La ripresa appare fragile ed essenziale per la sua persistenza, appare la fiducia dei consumatori e delle imprese. Anche il Fondo monetario internazionale raccomanda quindi di continuare a somministrare stimoli espansivi, nonostante predichi l’allerta verso i soliti sospetti: l’inflazione e il debito pubblico. La minaccia dell’inflazione è però considerata per il momento non preoccupante dalla Banche Centrali, e l’impennata dei prezzi delle materie prime sembra anch’essa un fenomeno temporaneo.
Tuttavia, la logistica e le catene del valore sono in crisi e si stanno riorganizzando con fatica e con prospettive incerte in un mondo ancora attraversato dalla pandemia e dalla incertezza sui suoi sviluppi futuri e sulle sue ricadute globali. Ciò detto, la manovra propone e in parte rielabora politiche e interventi alla luce dei nuovi dati e del quadro economico complessivo del Paese e del resto del mondo. Essa prende atto del fatto che le misure messe in campo per l’edilizia hanno funzionato, e che quindi vanno confermate, mentre quelle per le pensioni e il reddito di cittadinanza hanno bisogno di aggiustamenti e, appena possibile, di riforme che rendano entrambe le politiche finanziariamente e socialmente sostenibili.
Quest’ultimo obiettivo non è facile da raggiungere per entrambe le misure, per ragioni diverse, e in entrambi i casi sembra che il governo abbia deciso di rimandare una soluzione duratura nella speranza di renderla gradualmente accettabile ai partiti e alle parti sociali. Sul versante del fisco, la manovra mette in campo risorse per 24 miliardi di euro nei tre anni 2022-2024. La cifra sembra troppo piccola per ridurre significativamente Irpef e Irap e non si inquadra chiaramente in una strategia complessiva di riforma della tassazione, riduzione del cuneo fiscale, aumenti della produttività dei fattori e miglioramenti della distribuzione del reddito.

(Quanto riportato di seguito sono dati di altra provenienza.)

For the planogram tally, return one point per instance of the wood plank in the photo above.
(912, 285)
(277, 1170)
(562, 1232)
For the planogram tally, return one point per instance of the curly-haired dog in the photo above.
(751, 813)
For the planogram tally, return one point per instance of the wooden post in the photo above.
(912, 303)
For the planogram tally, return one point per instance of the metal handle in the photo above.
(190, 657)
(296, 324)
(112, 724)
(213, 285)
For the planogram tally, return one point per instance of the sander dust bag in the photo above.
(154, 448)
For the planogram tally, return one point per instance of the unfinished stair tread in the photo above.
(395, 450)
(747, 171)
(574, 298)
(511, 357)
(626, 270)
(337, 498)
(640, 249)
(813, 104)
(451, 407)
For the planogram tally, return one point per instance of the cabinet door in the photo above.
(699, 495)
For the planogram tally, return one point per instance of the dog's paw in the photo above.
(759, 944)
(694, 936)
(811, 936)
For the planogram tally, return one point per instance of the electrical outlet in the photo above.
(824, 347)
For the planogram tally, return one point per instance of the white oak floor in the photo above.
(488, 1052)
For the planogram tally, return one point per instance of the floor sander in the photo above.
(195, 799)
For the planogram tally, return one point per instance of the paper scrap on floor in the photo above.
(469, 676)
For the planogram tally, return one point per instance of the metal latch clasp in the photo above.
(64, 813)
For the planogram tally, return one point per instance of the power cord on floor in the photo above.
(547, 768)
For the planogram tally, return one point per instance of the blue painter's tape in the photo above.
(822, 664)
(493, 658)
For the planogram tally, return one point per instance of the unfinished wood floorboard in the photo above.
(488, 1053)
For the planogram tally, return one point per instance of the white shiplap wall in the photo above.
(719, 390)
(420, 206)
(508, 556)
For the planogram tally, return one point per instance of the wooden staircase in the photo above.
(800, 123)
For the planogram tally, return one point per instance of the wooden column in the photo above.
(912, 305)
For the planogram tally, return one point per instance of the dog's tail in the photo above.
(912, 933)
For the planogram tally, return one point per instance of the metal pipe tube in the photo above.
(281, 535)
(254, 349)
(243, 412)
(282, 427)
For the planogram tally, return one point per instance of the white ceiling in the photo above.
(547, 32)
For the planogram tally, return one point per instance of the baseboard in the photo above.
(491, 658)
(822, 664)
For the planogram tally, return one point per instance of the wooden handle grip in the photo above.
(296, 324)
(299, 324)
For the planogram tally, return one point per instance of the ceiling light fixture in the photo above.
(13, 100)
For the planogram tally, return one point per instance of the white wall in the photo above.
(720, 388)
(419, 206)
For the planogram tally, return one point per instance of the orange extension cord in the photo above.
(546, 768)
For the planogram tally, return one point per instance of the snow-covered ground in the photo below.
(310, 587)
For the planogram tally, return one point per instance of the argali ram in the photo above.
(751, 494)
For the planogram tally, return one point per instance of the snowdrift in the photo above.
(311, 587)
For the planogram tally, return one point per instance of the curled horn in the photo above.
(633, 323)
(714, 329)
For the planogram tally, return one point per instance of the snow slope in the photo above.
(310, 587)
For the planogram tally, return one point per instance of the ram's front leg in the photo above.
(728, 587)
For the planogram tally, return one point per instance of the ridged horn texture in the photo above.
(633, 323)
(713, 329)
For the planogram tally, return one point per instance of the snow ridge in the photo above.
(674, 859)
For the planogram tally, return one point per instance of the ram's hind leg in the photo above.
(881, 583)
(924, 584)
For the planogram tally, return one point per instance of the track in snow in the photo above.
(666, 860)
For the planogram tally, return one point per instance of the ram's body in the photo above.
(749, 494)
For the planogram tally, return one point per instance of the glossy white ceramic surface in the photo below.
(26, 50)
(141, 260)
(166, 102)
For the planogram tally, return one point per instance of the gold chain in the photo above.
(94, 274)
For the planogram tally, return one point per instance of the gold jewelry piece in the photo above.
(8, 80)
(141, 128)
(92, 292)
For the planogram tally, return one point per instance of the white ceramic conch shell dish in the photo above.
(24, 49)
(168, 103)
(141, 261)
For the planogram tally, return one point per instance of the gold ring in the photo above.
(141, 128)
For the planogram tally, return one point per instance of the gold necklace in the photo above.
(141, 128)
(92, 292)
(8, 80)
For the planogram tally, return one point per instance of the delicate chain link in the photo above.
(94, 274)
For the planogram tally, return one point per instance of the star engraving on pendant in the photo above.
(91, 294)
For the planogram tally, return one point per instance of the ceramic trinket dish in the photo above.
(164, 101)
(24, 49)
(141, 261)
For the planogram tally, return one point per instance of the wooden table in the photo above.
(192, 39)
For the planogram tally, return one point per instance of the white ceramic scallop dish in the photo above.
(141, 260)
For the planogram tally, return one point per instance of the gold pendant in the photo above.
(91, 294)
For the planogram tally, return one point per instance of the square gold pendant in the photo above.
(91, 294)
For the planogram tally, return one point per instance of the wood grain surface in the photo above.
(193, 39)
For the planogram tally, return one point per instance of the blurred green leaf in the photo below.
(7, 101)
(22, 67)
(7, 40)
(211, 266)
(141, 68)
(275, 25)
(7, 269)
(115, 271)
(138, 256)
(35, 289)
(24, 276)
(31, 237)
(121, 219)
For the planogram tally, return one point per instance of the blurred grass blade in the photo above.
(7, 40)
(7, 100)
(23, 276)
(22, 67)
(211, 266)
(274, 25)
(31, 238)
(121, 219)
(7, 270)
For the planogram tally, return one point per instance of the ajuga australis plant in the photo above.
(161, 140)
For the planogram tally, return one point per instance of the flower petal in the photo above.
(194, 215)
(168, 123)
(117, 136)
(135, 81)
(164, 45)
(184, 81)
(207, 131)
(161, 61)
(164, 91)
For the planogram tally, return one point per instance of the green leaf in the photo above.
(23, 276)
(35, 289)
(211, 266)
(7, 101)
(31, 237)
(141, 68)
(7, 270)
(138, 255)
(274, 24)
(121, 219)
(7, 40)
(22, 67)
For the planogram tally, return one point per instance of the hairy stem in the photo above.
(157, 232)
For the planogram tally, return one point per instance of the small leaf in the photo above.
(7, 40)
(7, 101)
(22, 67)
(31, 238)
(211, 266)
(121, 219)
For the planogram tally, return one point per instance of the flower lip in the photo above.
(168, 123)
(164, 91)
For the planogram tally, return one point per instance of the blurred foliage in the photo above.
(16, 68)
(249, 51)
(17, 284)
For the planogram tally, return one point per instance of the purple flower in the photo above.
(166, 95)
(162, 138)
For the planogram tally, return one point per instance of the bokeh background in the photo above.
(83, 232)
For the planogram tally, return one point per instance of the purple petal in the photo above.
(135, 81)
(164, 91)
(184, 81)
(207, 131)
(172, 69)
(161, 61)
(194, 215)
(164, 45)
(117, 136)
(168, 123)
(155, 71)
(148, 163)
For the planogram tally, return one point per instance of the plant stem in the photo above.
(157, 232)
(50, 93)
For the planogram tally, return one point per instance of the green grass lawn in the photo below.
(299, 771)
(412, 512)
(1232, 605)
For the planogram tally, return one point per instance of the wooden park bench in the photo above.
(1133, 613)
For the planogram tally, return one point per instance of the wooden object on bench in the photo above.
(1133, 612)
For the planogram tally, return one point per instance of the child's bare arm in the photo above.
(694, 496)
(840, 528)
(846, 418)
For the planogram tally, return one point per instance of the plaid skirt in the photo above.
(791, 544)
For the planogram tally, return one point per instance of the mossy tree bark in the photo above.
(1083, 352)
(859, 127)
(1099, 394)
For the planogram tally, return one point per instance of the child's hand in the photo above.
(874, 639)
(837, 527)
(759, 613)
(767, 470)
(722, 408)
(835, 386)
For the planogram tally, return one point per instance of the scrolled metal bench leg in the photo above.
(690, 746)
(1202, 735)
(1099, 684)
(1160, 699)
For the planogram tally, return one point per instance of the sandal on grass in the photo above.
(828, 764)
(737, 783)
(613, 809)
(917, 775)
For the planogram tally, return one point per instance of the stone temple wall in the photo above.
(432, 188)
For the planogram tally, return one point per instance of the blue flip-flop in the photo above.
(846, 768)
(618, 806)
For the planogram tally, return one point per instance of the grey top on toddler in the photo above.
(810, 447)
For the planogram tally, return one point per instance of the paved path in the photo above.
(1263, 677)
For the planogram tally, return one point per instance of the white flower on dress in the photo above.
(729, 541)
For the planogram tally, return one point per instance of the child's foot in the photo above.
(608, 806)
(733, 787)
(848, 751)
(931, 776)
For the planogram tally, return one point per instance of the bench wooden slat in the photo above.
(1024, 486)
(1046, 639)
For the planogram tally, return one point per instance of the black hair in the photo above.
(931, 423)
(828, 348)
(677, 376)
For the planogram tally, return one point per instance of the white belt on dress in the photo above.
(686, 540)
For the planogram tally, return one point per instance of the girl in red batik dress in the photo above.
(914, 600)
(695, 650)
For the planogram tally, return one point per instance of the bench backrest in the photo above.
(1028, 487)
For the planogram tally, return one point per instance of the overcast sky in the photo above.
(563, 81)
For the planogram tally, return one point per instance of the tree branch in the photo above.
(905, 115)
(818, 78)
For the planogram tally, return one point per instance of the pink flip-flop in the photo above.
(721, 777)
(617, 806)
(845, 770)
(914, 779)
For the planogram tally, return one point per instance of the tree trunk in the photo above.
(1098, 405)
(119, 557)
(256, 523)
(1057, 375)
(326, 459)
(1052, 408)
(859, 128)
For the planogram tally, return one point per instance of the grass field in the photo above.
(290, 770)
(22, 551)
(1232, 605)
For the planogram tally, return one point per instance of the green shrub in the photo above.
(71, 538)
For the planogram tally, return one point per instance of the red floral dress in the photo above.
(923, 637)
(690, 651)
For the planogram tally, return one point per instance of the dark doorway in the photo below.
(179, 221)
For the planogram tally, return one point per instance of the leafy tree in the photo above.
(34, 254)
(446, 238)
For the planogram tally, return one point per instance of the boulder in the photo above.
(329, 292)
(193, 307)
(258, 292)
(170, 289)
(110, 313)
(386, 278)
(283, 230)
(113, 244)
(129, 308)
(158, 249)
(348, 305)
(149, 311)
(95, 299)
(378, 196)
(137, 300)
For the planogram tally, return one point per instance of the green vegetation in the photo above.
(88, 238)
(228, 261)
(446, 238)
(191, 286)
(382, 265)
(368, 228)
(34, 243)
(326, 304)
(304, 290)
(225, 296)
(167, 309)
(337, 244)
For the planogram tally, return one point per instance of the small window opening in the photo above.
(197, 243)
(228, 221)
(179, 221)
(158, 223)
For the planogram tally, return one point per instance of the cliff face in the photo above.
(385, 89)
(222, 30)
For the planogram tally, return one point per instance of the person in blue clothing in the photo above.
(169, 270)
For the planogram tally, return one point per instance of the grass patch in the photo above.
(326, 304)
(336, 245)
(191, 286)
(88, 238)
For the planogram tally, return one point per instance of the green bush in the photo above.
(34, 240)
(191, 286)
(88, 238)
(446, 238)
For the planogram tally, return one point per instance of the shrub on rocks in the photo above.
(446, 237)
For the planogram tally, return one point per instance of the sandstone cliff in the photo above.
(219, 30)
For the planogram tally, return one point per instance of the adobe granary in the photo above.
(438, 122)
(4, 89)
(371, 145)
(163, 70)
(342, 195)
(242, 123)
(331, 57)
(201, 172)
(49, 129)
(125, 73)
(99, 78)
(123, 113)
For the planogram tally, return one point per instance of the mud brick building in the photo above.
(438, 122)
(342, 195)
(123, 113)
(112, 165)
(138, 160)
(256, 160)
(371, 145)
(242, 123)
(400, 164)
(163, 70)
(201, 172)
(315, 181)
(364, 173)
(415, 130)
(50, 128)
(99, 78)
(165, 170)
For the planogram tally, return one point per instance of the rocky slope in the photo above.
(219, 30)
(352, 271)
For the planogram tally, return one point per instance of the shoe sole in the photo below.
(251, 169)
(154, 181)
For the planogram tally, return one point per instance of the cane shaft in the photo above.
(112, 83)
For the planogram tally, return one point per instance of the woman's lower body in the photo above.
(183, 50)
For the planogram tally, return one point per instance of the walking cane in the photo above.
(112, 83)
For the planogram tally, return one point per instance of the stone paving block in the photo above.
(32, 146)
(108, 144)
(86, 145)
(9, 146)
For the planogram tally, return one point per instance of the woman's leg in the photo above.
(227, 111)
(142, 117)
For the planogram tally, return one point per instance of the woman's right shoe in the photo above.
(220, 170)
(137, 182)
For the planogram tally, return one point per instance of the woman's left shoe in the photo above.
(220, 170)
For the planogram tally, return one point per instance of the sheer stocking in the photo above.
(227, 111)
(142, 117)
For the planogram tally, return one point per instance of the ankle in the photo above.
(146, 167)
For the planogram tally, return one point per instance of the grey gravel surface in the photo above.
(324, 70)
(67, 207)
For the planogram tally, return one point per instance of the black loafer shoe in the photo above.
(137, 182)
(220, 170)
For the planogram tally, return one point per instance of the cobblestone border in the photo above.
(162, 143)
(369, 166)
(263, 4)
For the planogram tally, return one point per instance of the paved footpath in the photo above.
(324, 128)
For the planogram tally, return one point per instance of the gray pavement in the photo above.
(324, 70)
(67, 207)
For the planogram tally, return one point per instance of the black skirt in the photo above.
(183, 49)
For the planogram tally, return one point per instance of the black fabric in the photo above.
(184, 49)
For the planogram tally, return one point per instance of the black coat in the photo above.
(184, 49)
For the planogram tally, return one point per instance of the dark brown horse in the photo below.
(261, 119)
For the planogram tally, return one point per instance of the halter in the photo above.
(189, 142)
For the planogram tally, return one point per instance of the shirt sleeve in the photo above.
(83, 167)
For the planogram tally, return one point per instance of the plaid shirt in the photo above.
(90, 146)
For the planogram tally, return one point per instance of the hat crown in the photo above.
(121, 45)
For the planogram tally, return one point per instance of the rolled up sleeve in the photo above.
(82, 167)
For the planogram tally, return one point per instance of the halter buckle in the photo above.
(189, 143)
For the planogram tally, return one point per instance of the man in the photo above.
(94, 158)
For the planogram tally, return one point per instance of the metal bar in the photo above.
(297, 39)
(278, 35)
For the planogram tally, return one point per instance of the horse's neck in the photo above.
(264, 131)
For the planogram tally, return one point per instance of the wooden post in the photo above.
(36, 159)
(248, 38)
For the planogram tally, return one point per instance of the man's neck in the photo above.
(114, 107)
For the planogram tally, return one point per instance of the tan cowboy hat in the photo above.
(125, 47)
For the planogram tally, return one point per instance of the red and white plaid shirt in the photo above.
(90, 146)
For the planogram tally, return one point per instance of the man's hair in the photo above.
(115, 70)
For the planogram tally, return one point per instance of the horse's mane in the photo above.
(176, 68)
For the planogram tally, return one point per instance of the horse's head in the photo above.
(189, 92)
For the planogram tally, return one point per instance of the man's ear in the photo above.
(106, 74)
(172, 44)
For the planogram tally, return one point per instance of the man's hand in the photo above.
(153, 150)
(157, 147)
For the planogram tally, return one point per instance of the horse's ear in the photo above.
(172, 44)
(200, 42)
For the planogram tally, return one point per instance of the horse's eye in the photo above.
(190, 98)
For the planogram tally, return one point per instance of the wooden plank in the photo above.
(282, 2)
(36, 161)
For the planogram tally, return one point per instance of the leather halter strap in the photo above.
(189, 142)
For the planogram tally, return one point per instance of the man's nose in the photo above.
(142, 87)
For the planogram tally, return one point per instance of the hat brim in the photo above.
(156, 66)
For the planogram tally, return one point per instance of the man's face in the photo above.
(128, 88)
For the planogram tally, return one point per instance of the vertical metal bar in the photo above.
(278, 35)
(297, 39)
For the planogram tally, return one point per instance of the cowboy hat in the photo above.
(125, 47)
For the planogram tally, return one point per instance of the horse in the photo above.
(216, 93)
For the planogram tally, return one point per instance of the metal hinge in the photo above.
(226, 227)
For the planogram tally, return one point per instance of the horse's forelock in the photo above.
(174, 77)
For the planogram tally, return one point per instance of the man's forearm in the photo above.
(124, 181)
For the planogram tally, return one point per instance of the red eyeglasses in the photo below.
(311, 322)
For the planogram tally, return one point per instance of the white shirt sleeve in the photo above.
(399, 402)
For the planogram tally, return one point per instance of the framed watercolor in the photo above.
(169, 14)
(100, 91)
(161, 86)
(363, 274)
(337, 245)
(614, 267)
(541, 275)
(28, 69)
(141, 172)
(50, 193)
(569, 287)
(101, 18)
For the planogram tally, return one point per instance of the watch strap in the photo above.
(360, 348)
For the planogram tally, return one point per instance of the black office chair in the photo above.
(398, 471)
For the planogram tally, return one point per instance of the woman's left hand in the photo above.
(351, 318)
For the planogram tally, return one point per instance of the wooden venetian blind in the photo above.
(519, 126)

La strategia ridistributiva dovrà combinare efficienza ed equità secondo la riforma organica che si spera emergerà dall’esercizio della delega fiscale. Al momento l’assenza di un quadro organico di riferimento fiscale e contributivo si vede anche dal trattamento delle pensioni e dalla lodevole, ma parziale estensione degli ammortizzatori sociali. Una certa confusione sull’equità distributiva caratterizza anche la limitazione del superbonus con un tetto di 25 mila euro di reddito per i proprietari di case unifamiliari, che appare troppo basso, arbitrario e discriminatorio. Considerata la correlazione tra evasione fiscale e abusivismo edilizio, la misura rischia di penalizzare i contribuenti onesti poveri e meno poveri, e di premiare gli evasori.
La legge proposta contiene alcune timide, anche se encomiabili, disposizioni per gli investimenti pubblici locali, la sanità, la ricerca e la scuola, ma il capitolo investimenti, a parte la conferma di alcuni incentivi e uno stanziamento di incerto e protratto impatto pluriennale (dal 2022 al 2036) di circa 89 miliardi, può essere interpretato solo nel quadro, tutto da risolvere, della programmazione del Pnrr. Questo nesso rimane elusivo e preoccupante poiché crescita e sviluppo dipendono in modo cruciale dalla componente investimenti pubblici, sia per la comprovata maggiore incidenza di questi ultimi rispetto alla spesa corrente, in termini di stimolo della domanda e di espansione dell’offerta, sia per l’effetto acceleratore che essi possono indurre negli investimenti privati, che sono il vero motore dell’economia nel breve e nel lungo termine.
Nel complesso, si tratta di una legge di bilancio ecumenica, ma interlocutoria, scritta con il fiato sospeso, per così dire, sulla pandemia, la ripresa economica e il loro incerto decorso. La legge distribuisce risorse, stimoli di spesa (e deficit) tra le parti in causa, senza un chiaro modello di intervento, ma usando generosità e buon senso. Nello sfondo, la speranza di uscire dall’emergenza e che le riforme e gli investimenti previsti dal Pnrr siano realizzati con successo.